As a freshman, he led Rio Grande to a 39-0 record, and I know what you are thinking: Surely, this was against inferior competition. Well, some of it was.

He scored 116 points in a game against Ashland (Ky.) Junior College. He averaged 50.1 points a game, but the NCAA lowered it to 48.3, taking out the games against two-year schools. The 48.3 per game is still the NCAA record, but you don’t know the half of it.

Coach Oliver was incensed that the NCAA would not recognize the record of 116 points in a game or the 50 points a game. “We’ll show them a schedule next year,” he declared.

And he did. Playing almost all games on the road – for then-huge guarantees – Rio Grande played at Buffalo, at Madison Square Garden against NYU, in Philadelphia against Villanova, at Providence, Miami, Wake Forest, Butler and Creighton.

Bevo scored 64 against Butler, 39 against Villanova, 32 against NYU in the Garden. He helped tiny Rio Grande pull off huge upsets over Providence, Miami, Wake Forest, Butler and Creighton. Bevo averaged an even 48 points a game as a sophomore.

“We challenged all the big schools and some wouldn’t play us because they said they had nothing to gain and everything to lose,” Bevo once told long-time Iowa sports writer Bob Brown. “But some of them took us on.”

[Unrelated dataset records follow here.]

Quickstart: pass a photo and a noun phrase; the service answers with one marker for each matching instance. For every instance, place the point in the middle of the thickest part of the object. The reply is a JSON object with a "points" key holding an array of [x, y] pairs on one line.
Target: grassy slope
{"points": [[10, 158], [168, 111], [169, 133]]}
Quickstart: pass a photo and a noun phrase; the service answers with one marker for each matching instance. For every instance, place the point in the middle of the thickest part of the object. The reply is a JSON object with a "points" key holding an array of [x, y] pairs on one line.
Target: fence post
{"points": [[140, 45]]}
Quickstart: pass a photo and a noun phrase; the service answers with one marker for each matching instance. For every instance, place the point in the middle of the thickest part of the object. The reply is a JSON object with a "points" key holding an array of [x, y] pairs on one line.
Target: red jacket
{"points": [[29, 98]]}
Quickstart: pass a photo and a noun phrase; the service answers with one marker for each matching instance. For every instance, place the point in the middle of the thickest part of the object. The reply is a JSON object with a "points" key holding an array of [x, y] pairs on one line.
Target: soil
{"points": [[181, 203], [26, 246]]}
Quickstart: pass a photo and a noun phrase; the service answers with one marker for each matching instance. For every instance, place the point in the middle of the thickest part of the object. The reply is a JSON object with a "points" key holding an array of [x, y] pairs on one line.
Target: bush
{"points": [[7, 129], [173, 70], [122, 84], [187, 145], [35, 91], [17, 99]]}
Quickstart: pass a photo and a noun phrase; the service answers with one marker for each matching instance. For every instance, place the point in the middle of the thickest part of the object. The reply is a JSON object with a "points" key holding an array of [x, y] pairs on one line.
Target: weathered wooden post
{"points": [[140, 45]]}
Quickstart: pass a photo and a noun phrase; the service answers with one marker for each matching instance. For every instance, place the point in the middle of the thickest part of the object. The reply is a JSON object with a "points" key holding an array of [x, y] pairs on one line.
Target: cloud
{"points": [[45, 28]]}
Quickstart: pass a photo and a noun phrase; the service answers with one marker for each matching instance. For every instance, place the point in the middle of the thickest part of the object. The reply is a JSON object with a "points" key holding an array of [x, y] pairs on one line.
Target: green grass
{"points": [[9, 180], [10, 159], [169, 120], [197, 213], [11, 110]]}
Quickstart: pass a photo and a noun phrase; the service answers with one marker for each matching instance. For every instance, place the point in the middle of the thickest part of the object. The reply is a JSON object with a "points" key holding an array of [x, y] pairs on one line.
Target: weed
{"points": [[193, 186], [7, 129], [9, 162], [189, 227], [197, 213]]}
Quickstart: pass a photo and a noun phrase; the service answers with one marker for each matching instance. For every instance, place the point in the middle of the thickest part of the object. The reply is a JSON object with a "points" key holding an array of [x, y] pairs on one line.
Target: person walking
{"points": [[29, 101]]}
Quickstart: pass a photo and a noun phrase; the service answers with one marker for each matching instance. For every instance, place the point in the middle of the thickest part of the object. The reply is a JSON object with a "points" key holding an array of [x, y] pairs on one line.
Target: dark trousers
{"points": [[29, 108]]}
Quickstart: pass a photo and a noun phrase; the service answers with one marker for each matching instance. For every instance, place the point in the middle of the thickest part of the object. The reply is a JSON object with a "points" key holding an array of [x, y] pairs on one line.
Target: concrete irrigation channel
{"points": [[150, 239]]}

Turns out, all those guarantee checks were sent back to struggling Rio Grande College and used to pay the professors. Bevo’s traveling show saved the school is what it did. Today, it’s Rio Grande University and Community College, a combined school of more than 2,000 students.

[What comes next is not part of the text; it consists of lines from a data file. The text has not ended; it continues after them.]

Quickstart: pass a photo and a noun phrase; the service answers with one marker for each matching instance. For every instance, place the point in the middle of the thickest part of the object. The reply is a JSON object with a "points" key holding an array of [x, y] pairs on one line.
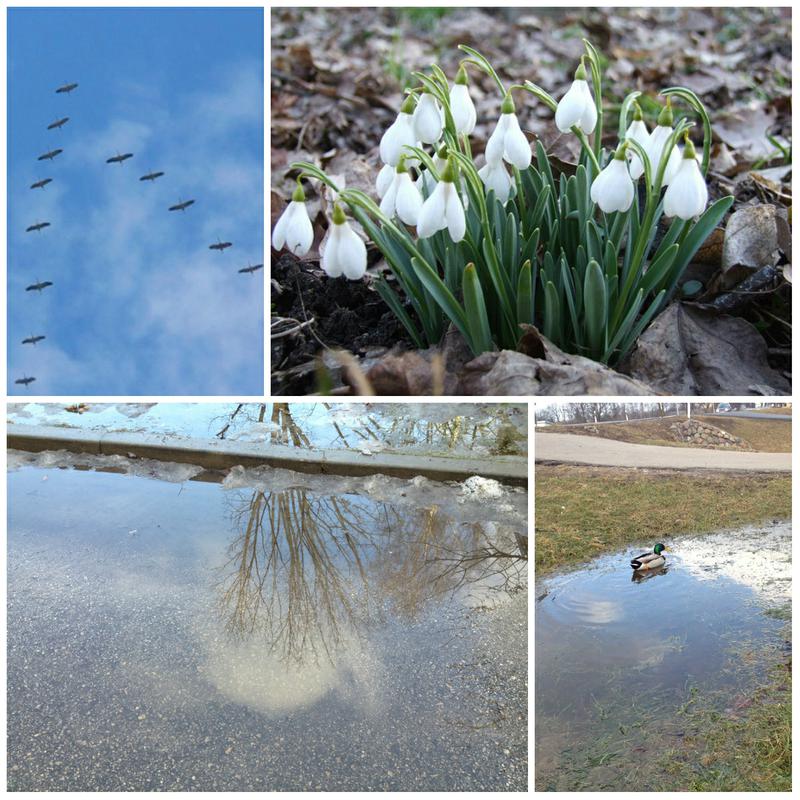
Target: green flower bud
{"points": [[338, 216]]}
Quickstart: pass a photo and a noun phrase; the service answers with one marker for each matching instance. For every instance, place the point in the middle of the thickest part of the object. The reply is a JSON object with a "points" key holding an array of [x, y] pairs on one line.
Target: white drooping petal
{"points": [[613, 188], [655, 150], [428, 120], [389, 199], [329, 260], [345, 253], [398, 136], [495, 176], [687, 193], [385, 178], [294, 230], [352, 253], [432, 215], [454, 213], [495, 147], [517, 150], [463, 109], [637, 131], [408, 201], [576, 107]]}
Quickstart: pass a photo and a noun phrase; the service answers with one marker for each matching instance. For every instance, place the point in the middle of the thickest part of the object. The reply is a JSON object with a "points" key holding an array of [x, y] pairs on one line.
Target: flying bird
{"points": [[118, 159], [33, 339], [37, 226], [58, 123], [51, 154], [38, 286], [181, 205]]}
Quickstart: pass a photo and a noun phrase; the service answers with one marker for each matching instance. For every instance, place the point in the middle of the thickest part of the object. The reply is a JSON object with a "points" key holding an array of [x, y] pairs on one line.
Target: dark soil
{"points": [[348, 315]]}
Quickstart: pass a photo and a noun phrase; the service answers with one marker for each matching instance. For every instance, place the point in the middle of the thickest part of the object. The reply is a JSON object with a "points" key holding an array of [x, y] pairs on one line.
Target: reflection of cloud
{"points": [[601, 612], [140, 305], [756, 557], [247, 673]]}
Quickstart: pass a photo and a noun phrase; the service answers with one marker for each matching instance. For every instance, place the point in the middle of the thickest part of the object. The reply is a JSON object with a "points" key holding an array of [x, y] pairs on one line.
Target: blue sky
{"points": [[140, 305]]}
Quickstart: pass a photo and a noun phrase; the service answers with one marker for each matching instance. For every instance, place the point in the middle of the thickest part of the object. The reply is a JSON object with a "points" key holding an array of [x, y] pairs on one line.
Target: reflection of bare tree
{"points": [[307, 570], [289, 569], [286, 429]]}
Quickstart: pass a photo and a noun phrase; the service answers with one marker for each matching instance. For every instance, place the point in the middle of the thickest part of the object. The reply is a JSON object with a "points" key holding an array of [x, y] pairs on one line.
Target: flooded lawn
{"points": [[273, 632], [619, 660]]}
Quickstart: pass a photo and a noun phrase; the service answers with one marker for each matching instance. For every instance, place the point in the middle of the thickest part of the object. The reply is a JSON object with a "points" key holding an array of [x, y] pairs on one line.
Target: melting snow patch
{"points": [[477, 488]]}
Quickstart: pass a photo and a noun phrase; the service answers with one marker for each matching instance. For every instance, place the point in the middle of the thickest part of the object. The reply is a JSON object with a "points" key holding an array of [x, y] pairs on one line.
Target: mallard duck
{"points": [[652, 560]]}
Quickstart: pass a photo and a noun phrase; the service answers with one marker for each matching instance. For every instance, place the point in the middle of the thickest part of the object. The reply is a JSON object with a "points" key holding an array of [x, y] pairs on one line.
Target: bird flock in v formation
{"points": [[119, 158]]}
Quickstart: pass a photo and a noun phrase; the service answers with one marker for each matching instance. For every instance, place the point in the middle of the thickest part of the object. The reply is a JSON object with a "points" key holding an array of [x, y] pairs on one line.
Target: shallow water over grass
{"points": [[176, 636], [619, 660]]}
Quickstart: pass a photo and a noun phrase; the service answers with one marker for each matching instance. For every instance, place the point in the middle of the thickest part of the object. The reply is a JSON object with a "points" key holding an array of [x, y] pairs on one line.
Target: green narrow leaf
{"points": [[595, 303], [653, 279], [477, 319], [552, 322], [698, 234], [525, 295], [389, 296]]}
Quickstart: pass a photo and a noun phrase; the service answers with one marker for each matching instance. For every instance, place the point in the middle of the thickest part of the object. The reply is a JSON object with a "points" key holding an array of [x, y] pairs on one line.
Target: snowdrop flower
{"points": [[426, 181], [508, 141], [428, 119], [461, 105], [345, 253], [576, 107], [399, 135], [687, 193], [496, 177], [293, 229], [613, 188], [657, 143], [443, 209], [402, 197], [384, 180], [637, 131]]}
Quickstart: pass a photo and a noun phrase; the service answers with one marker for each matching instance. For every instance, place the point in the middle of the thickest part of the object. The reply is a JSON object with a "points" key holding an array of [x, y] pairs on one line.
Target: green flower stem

Rio Grande did play a few home games during Bevo’s sophomore season. One was against Hillsdale College. Bevo scored an NCAA-record 113 points on 38 field goals and 37 of 42 foul shots.

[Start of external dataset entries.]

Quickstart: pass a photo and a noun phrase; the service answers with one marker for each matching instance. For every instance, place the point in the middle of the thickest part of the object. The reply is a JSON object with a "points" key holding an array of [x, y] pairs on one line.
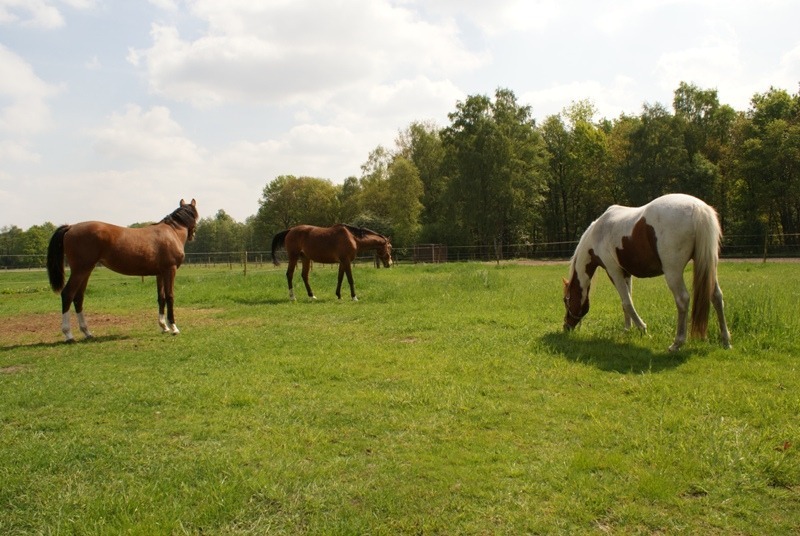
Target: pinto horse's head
{"points": [[574, 303], [384, 253]]}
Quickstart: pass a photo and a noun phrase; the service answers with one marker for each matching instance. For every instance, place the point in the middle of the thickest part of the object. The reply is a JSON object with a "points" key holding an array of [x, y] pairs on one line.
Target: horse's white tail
{"points": [[708, 235]]}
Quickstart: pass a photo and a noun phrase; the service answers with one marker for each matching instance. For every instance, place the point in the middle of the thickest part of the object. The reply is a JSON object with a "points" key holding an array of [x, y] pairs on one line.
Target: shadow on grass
{"points": [[613, 356], [93, 340]]}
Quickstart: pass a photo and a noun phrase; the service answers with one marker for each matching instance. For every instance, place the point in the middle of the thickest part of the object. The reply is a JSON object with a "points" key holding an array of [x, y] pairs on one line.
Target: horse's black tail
{"points": [[55, 259], [277, 242]]}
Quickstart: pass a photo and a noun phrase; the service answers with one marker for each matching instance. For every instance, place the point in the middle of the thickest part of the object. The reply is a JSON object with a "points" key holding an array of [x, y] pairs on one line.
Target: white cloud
{"points": [[30, 13], [715, 60], [23, 96], [611, 100], [146, 138], [17, 153]]}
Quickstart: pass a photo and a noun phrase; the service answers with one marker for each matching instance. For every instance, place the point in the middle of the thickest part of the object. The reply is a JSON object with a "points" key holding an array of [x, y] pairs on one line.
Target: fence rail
{"points": [[738, 246]]}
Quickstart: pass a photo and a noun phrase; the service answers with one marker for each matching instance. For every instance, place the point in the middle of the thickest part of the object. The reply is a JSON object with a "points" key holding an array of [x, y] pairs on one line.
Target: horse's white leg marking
{"points": [[65, 329], [677, 285], [83, 326], [719, 307]]}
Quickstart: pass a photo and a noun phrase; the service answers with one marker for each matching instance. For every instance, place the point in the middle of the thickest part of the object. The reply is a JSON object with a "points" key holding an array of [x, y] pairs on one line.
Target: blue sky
{"points": [[115, 110]]}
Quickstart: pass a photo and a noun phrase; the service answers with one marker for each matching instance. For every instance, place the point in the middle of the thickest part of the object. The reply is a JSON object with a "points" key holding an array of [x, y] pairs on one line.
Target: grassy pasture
{"points": [[446, 401]]}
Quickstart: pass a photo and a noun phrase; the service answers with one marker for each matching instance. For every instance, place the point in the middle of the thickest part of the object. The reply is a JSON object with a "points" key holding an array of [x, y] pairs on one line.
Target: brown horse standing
{"points": [[330, 245], [154, 250]]}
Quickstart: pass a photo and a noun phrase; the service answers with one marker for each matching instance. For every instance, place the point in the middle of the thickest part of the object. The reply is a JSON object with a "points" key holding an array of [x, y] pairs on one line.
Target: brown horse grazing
{"points": [[154, 250], [330, 245]]}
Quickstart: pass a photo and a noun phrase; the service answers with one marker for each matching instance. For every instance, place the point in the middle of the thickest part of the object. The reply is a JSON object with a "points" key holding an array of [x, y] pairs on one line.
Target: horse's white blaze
{"points": [[82, 324]]}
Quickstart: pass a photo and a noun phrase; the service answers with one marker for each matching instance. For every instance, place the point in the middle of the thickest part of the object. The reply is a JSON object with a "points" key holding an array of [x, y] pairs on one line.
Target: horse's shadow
{"points": [[613, 356], [56, 344]]}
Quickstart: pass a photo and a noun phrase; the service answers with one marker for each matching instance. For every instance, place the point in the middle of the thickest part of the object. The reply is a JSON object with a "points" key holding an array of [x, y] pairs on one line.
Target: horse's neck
{"points": [[180, 231]]}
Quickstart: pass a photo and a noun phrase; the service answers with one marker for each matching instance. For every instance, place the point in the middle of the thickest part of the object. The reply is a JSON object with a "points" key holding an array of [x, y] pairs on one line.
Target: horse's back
{"points": [[321, 244], [650, 239], [129, 251]]}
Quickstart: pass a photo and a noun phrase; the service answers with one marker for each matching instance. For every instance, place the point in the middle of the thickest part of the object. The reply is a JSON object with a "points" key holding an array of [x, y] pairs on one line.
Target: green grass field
{"points": [[446, 401]]}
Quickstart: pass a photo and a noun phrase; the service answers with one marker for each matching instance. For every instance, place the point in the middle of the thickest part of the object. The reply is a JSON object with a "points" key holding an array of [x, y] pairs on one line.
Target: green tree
{"points": [[767, 144], [494, 157], [405, 189], [579, 184], [658, 157], [421, 144]]}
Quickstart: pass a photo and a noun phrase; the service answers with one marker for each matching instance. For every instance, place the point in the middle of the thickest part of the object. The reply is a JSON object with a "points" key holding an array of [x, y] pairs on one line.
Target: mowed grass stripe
{"points": [[447, 400]]}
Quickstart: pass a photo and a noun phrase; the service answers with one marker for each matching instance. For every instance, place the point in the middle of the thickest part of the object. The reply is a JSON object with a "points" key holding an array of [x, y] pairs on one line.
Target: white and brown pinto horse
{"points": [[330, 245], [153, 250], [658, 238]]}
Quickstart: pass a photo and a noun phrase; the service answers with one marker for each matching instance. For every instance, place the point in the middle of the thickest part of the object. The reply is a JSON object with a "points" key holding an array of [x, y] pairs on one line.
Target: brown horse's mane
{"points": [[185, 216], [361, 232]]}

That off-season, Bevo Francis signed with the Boston Whirlwinds, who traveled with the Harlem Globetrotters. He was later drafted by the NBA Philadelphia Warriors, but there was little money in the NBA at the time. Besides, Bevo was homesick. He went home to eastern Ohio, where he became a truck driver, then a steel mill worker, and then a tire factory worker when the steel mill closed. Bevo Francis died of cancer in June, 2015. He was 82.